Man braucht kein Nobelpreisträger-Kandidat zu sein, um die Zusammenhänge zu behirnen: Seit dem Sandy-Hook-Massaker 2012, als Psychokiller Adam Lanze 20 Erstklässler in einer Grundschule massakrierte, wurden 430 Menschen bei 273 weiteren Schul-Massakern getötet, rechnet die New York Times vor.
15.590 Menschen starben laut ” im Jahr 2017 bei 61.497 Vorfällen an Waffengewalt (in Deutschland waren es weniger als 200 Tote).
Die Gesetzgeber im Kongress schafften es währenddessen nicht einmal, Schlupflöcher zu schließen, durch die sogar auch Gangster und Irre ihre Finger an die Abzüge von Sturmgewehren kriegen können. Erlaubt sind weiterhin Riesenmagazine und sogar Bump Stocks, die Maschinengewehr-Feuer möglich machen. Deshalb steigen auch die Opferzahlen bei Amokläufen stetig.
Und mehr noch: Die Waffenlobby NRA, die eine Mehrheit der Kongress-Abgeordneten – meist durch Spenden, oft aber auch durch Drohungen – in der Tasche hat, will die Waffenrechte immer weiter ausdehnen. Bald könnten Menschen mit Pistolen im Halfter quer durch die USA reisen. “NRA-Präsidenten” Donald Trump haben die Waffennarren dabei ohnehin voll hinter sich.
Waffenanhänger trachten auch, nach jedem Blutbad unzählige andere Erklärung zu finden, als die offensichtliche – wonach einfach zu viele Knarren im Umlauf sind: Die Täter wären einfache Verrückte, wird argumentiert, das Problem liege eher im Gesundheitswesen. Oder: Die Killer wären einfach so einzigartig böse, dass man da ja wirklich machtlos sei.
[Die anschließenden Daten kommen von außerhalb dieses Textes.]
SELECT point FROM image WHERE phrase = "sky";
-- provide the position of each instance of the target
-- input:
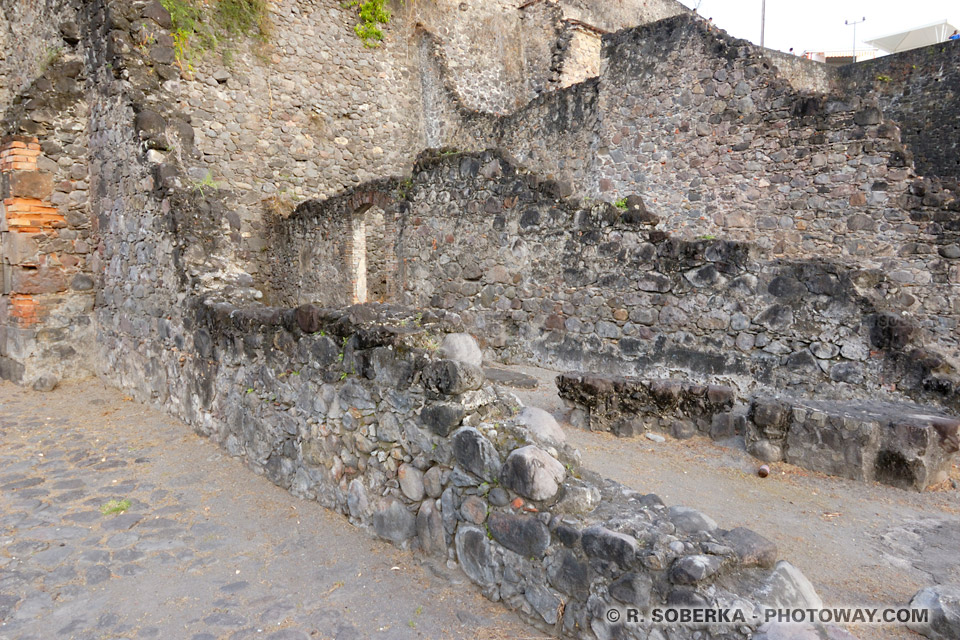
(818, 25)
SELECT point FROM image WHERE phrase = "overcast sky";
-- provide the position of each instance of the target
(817, 25)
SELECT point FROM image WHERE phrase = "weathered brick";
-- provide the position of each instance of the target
(27, 184)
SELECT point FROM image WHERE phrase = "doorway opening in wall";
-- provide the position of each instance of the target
(372, 255)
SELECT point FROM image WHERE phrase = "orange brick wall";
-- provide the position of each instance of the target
(27, 210)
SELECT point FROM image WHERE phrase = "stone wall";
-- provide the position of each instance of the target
(363, 410)
(360, 411)
(46, 232)
(920, 91)
(577, 285)
(34, 34)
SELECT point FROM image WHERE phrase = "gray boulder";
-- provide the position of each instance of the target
(943, 603)
(541, 425)
(476, 557)
(394, 522)
(786, 588)
(690, 520)
(476, 454)
(462, 347)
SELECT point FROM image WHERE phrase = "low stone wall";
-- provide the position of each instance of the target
(630, 406)
(904, 446)
(920, 91)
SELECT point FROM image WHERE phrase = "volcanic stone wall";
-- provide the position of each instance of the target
(919, 90)
(45, 228)
(33, 35)
(579, 285)
(361, 411)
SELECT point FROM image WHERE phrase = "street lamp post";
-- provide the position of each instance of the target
(763, 20)
(854, 24)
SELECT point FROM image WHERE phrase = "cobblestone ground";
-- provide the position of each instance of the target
(205, 550)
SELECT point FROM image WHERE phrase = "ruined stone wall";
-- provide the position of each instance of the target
(920, 91)
(802, 73)
(33, 35)
(577, 285)
(613, 15)
(719, 144)
(360, 411)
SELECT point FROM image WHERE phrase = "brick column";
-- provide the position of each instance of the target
(30, 276)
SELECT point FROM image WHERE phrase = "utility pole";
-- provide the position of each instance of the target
(854, 24)
(763, 20)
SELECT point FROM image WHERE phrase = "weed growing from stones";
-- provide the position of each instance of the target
(115, 506)
(373, 13)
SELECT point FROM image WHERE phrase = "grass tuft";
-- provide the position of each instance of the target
(115, 506)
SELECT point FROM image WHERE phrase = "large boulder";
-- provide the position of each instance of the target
(452, 377)
(461, 347)
(394, 521)
(525, 535)
(752, 549)
(476, 454)
(542, 425)
(533, 473)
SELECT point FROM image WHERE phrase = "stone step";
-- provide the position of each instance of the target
(899, 444)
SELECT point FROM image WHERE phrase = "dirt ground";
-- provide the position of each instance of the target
(859, 543)
(204, 550)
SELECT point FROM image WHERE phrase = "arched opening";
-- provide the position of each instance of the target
(371, 258)
(893, 469)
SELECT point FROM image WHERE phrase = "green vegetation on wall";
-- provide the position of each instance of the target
(201, 25)
(373, 13)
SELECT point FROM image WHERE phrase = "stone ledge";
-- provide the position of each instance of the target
(899, 444)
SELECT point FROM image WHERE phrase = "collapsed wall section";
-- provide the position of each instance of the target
(46, 233)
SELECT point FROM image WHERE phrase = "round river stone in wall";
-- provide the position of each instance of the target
(533, 473)
(462, 347)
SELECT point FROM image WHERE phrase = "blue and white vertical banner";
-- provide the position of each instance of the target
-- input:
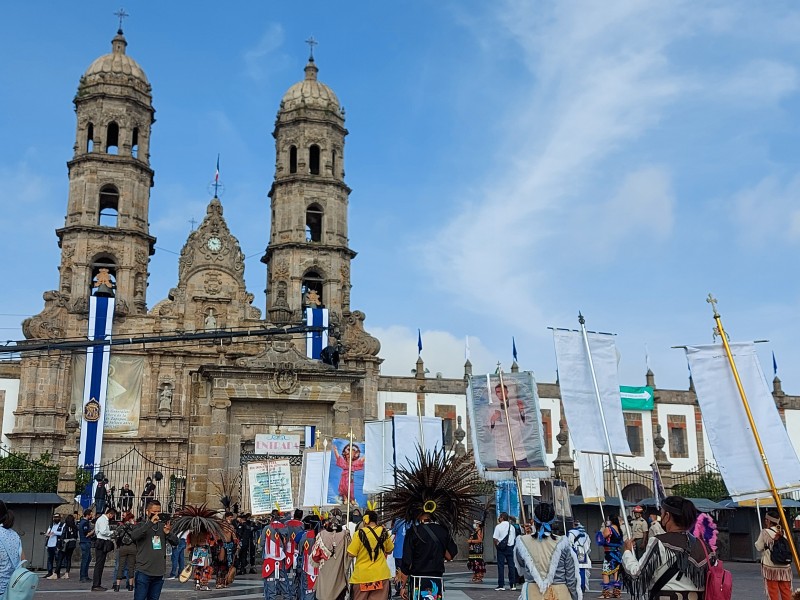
(316, 340)
(310, 436)
(101, 317)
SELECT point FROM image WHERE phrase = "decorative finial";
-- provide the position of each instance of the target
(311, 43)
(713, 302)
(121, 14)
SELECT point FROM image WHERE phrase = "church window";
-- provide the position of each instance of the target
(447, 413)
(312, 281)
(109, 206)
(104, 272)
(314, 223)
(135, 143)
(313, 159)
(547, 429)
(112, 138)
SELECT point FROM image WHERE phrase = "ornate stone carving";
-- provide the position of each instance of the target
(284, 379)
(281, 268)
(212, 283)
(358, 342)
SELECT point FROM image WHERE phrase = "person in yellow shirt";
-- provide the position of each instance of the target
(370, 546)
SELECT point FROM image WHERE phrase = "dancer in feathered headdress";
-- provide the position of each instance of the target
(440, 494)
(206, 528)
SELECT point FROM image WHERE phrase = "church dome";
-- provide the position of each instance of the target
(310, 92)
(116, 63)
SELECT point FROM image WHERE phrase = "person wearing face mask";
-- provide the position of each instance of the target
(674, 564)
(52, 534)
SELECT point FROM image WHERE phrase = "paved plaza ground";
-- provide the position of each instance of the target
(747, 586)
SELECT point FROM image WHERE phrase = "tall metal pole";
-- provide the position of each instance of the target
(511, 445)
(611, 459)
(350, 484)
(787, 532)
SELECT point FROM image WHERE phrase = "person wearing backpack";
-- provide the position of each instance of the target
(581, 546)
(674, 564)
(776, 558)
(127, 551)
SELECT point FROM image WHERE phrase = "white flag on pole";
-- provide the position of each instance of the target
(378, 456)
(728, 429)
(578, 393)
(590, 470)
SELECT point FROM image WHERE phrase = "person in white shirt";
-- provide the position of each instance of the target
(103, 545)
(504, 537)
(52, 534)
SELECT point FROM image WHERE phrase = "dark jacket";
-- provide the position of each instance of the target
(151, 547)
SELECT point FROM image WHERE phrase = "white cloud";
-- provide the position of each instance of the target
(256, 59)
(442, 352)
(768, 211)
(599, 78)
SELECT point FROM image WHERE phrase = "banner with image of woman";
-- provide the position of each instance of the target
(506, 425)
(346, 479)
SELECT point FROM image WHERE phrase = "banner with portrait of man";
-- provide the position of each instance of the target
(123, 393)
(506, 426)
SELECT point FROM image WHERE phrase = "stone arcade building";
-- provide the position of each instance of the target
(200, 405)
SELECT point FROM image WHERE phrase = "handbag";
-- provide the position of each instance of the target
(186, 574)
(231, 575)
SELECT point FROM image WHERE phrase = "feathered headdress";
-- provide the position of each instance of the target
(706, 530)
(198, 518)
(445, 486)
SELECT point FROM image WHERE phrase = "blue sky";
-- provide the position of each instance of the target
(512, 162)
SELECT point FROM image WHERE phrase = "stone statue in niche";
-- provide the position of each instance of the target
(165, 399)
(211, 319)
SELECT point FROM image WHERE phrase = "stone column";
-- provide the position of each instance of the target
(218, 440)
(68, 462)
(564, 464)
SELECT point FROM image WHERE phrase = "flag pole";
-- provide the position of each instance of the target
(517, 478)
(787, 532)
(611, 459)
(350, 482)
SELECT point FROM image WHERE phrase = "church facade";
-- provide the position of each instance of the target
(196, 406)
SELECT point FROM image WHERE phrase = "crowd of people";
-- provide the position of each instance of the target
(322, 557)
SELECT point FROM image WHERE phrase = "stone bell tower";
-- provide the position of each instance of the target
(109, 184)
(308, 245)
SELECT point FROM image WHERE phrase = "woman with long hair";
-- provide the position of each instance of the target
(475, 562)
(67, 542)
(547, 562)
(10, 547)
(612, 558)
(675, 563)
(370, 546)
(330, 554)
(127, 551)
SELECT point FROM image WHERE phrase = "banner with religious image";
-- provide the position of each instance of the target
(123, 393)
(506, 426)
(346, 478)
(270, 484)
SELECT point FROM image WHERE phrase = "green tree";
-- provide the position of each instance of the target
(707, 485)
(20, 473)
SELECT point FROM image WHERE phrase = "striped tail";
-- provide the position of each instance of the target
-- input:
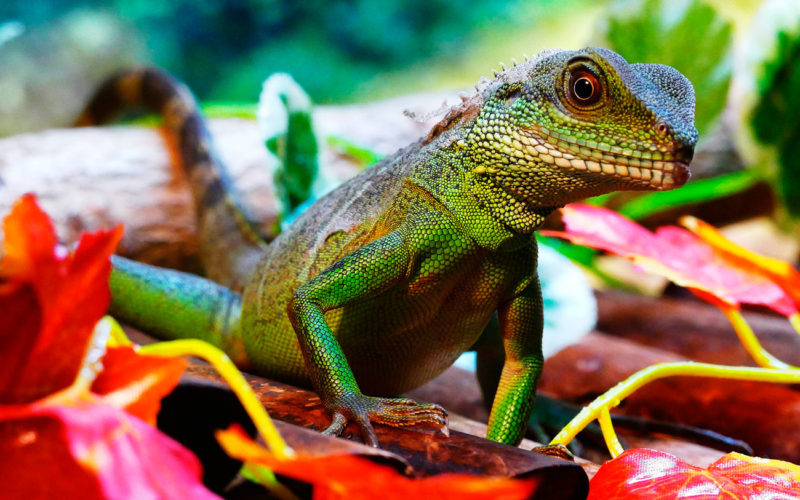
(230, 246)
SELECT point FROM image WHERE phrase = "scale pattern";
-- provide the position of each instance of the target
(383, 283)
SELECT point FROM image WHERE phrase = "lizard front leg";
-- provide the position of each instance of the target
(521, 329)
(370, 270)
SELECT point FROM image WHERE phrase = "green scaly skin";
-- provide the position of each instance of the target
(383, 283)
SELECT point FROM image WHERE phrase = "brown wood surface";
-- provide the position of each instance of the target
(427, 453)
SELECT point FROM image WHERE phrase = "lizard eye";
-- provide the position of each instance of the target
(583, 87)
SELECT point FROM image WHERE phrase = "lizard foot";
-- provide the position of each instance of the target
(394, 412)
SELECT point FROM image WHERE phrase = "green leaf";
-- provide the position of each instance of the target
(688, 35)
(694, 192)
(774, 119)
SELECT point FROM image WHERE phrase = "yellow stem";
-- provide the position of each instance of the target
(609, 435)
(750, 341)
(613, 396)
(228, 371)
(794, 319)
(118, 337)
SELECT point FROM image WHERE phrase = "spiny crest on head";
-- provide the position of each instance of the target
(471, 106)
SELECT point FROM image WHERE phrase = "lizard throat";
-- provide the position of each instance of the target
(523, 153)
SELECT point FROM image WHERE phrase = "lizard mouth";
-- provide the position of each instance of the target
(649, 170)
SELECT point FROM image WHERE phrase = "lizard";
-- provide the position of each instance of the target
(381, 284)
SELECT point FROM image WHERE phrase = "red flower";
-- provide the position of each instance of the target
(59, 438)
(353, 478)
(681, 256)
(645, 474)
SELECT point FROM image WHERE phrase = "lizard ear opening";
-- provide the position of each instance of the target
(509, 94)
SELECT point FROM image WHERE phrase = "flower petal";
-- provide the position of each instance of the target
(136, 382)
(109, 454)
(352, 477)
(677, 254)
(644, 474)
(54, 301)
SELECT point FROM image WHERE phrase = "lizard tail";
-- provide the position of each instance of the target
(175, 305)
(230, 246)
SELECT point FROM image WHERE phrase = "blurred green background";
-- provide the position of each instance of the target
(739, 54)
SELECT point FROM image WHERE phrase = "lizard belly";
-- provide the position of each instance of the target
(404, 338)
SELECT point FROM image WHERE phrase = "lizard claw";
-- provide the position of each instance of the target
(394, 412)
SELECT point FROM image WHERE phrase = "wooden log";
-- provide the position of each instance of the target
(103, 176)
(692, 329)
(428, 453)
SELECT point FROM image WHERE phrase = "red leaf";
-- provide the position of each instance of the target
(137, 383)
(352, 477)
(676, 254)
(66, 293)
(88, 449)
(646, 474)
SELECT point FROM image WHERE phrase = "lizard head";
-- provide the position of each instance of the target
(574, 124)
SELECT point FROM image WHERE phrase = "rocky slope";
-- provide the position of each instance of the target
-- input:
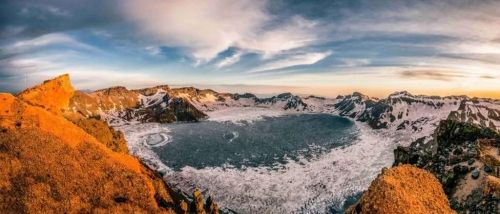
(400, 112)
(56, 161)
(403, 189)
(438, 149)
(466, 160)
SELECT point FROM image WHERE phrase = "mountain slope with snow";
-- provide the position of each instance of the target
(400, 112)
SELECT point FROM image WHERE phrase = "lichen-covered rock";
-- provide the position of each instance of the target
(403, 189)
(52, 95)
(462, 156)
(51, 165)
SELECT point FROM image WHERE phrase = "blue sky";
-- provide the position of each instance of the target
(307, 47)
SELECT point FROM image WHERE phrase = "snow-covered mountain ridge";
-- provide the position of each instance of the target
(400, 112)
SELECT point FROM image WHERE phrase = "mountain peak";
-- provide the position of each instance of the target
(408, 186)
(53, 95)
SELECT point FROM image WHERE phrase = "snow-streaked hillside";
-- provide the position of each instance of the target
(401, 113)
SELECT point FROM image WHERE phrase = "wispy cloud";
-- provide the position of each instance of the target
(207, 28)
(442, 75)
(294, 60)
(48, 40)
(229, 60)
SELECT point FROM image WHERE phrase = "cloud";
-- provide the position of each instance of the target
(206, 28)
(452, 18)
(229, 60)
(294, 60)
(487, 77)
(47, 40)
(442, 75)
(295, 34)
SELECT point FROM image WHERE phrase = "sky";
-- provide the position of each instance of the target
(325, 48)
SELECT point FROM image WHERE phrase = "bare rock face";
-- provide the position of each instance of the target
(403, 189)
(466, 160)
(50, 164)
(59, 161)
(52, 95)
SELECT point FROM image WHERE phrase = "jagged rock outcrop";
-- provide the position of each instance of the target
(118, 105)
(55, 161)
(466, 160)
(53, 95)
(403, 189)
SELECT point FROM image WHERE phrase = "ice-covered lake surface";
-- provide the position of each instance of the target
(290, 163)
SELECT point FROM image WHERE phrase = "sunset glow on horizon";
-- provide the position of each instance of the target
(324, 48)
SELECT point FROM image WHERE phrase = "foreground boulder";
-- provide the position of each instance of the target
(466, 160)
(403, 189)
(57, 161)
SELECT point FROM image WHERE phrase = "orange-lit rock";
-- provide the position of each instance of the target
(52, 95)
(403, 189)
(58, 161)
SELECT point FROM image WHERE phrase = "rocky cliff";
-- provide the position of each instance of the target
(466, 160)
(403, 189)
(57, 161)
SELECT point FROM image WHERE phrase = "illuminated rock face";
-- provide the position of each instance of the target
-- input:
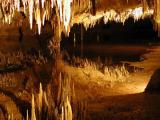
(157, 16)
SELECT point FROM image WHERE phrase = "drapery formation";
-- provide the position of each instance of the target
(69, 12)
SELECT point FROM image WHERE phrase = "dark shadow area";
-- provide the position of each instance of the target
(22, 105)
(154, 83)
(4, 111)
(127, 107)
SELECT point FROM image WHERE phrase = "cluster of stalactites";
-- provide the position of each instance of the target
(89, 20)
(38, 10)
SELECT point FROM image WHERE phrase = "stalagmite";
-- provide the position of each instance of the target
(33, 114)
(40, 96)
(27, 117)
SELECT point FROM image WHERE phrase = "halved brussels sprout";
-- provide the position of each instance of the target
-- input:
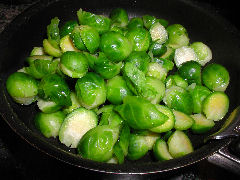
(74, 64)
(203, 52)
(91, 90)
(99, 22)
(179, 99)
(115, 46)
(52, 87)
(158, 33)
(140, 39)
(215, 77)
(119, 17)
(22, 88)
(140, 113)
(117, 89)
(177, 36)
(191, 71)
(97, 144)
(140, 59)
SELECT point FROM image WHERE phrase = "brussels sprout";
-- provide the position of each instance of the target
(166, 64)
(135, 22)
(179, 99)
(140, 113)
(115, 46)
(37, 51)
(75, 125)
(99, 22)
(49, 124)
(149, 21)
(177, 36)
(157, 49)
(97, 144)
(179, 144)
(75, 104)
(198, 93)
(169, 124)
(215, 77)
(53, 30)
(140, 38)
(22, 88)
(105, 67)
(74, 64)
(140, 59)
(66, 44)
(91, 90)
(117, 89)
(139, 145)
(183, 55)
(157, 71)
(203, 52)
(191, 71)
(67, 28)
(119, 16)
(51, 48)
(48, 106)
(52, 87)
(154, 90)
(176, 80)
(158, 33)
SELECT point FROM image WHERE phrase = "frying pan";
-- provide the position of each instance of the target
(29, 29)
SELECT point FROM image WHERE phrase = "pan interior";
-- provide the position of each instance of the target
(202, 25)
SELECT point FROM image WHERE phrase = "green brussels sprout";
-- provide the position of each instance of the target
(117, 89)
(75, 104)
(53, 30)
(203, 52)
(140, 59)
(99, 22)
(198, 93)
(105, 67)
(51, 48)
(191, 71)
(91, 90)
(74, 64)
(119, 16)
(140, 113)
(183, 55)
(22, 88)
(157, 71)
(115, 46)
(140, 38)
(177, 36)
(67, 28)
(49, 124)
(148, 21)
(135, 22)
(48, 106)
(179, 99)
(176, 80)
(39, 68)
(166, 64)
(215, 77)
(157, 49)
(154, 91)
(158, 33)
(52, 87)
(97, 144)
(37, 51)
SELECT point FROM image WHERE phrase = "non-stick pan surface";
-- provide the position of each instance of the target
(29, 29)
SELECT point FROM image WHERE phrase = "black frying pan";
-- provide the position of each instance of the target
(29, 29)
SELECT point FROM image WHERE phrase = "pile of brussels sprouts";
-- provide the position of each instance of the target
(116, 88)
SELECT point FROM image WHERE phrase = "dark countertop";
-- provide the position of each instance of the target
(19, 160)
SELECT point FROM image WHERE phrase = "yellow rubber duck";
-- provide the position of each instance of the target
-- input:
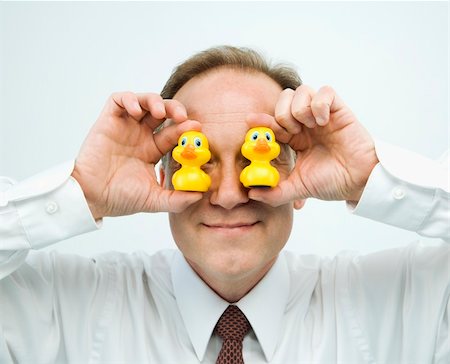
(191, 152)
(260, 148)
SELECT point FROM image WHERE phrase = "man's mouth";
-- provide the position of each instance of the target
(230, 226)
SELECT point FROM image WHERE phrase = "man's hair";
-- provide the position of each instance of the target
(245, 59)
(239, 58)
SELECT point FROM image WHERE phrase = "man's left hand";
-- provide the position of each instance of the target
(334, 153)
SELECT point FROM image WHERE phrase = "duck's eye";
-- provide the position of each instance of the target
(197, 142)
(255, 135)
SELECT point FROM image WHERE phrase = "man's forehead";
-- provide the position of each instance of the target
(230, 117)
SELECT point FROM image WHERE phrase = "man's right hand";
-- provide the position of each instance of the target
(116, 164)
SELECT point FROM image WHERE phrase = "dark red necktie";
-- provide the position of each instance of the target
(232, 327)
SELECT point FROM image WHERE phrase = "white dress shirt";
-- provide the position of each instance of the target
(387, 307)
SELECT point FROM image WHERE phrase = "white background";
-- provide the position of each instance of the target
(60, 61)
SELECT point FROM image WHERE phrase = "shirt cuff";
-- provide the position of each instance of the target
(50, 207)
(407, 191)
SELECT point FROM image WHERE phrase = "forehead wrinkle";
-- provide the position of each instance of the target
(219, 117)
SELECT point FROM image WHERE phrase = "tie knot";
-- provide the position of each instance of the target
(232, 325)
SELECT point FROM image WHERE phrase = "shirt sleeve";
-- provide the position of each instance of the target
(408, 191)
(40, 211)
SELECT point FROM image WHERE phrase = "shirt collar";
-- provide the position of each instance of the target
(201, 307)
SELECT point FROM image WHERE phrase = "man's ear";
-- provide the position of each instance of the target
(298, 204)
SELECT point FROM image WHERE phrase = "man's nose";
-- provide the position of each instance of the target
(226, 189)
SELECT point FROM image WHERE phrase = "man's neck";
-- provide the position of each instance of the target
(232, 289)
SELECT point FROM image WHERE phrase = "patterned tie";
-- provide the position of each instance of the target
(232, 327)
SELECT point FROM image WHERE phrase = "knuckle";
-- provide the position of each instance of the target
(300, 114)
(327, 89)
(282, 117)
(317, 104)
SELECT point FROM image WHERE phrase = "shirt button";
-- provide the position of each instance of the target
(398, 193)
(51, 207)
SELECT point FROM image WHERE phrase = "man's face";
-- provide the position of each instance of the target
(226, 236)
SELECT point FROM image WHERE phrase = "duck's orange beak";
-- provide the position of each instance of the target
(261, 146)
(189, 152)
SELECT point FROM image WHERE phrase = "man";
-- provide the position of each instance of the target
(389, 307)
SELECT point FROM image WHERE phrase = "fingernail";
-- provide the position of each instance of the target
(181, 111)
(320, 120)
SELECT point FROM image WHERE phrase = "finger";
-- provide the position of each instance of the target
(301, 106)
(262, 119)
(321, 105)
(125, 101)
(167, 137)
(153, 103)
(326, 101)
(174, 110)
(283, 113)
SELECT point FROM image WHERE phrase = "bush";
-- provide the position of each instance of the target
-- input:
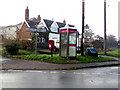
(12, 48)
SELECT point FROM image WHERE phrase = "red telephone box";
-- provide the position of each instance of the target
(51, 44)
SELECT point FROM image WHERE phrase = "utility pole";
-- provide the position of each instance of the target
(104, 27)
(82, 43)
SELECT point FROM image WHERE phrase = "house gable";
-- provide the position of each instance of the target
(23, 34)
(42, 26)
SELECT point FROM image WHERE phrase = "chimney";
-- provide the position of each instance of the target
(64, 21)
(27, 14)
(39, 18)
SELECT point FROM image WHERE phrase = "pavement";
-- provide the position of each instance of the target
(19, 64)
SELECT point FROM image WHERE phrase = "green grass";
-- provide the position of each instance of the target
(59, 60)
(25, 52)
(115, 53)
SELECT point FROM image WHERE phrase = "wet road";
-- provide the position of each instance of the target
(106, 77)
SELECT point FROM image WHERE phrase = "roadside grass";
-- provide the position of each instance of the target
(114, 53)
(59, 60)
(25, 52)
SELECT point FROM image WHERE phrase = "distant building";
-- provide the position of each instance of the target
(9, 32)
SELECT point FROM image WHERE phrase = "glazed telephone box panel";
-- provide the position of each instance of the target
(51, 44)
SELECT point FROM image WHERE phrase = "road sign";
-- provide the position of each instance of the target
(31, 29)
(35, 30)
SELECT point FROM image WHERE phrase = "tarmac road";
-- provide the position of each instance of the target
(104, 77)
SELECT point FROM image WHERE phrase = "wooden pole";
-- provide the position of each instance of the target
(104, 27)
(82, 43)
Lobbyisten wie Larry Pratt von der Gruppe “Gun Owners of America”, den ich mehrmals interviewte, pervertiert die Argumentation sogar so weit, dass eigentlich die ohnehin spärlichen Waffengesetze selbst schuld seien am hohen Blutzoll. Die meisten Massaker würden in waffenfreien Zonen passieren, sagte er, wo sich die Opfer nicht verteidigen könnten. Das also ist die Wild-West-Vision: Alle sollen Waffen haben, dann kann endlich jeder auf jeden schießen.
Fast vergessen: Eigentlich sollte die Bevölkerung bis an die Zähne bewaffnet sein, um sich irgendwann gegen eine “tyrannische Regierung” verteidigen zu können… Und übrigens: Das meinen Waffenlobbyisten wie Pratt ernst.
Ich lebe seit 19 Jahren in diesem Land. Trotz aller Abgestumpftheit reicht es einfach nur mehr. Ich bin längst zutiefst davon überzeugt, dass sich in Sachen Waffenwahn niemals etwas ändern wird. Und sicher ist niemand, nirgends: Kinos, Konzerte, Schulen, Einkaufszentren, es kann überall passieren.
Ich umarme meine Kinder jeden Morgen, bevor sie in die Schule gehen, und denke mir oft: Warum tun wir uns ein Leben in ständiger Sorge eigentlich an?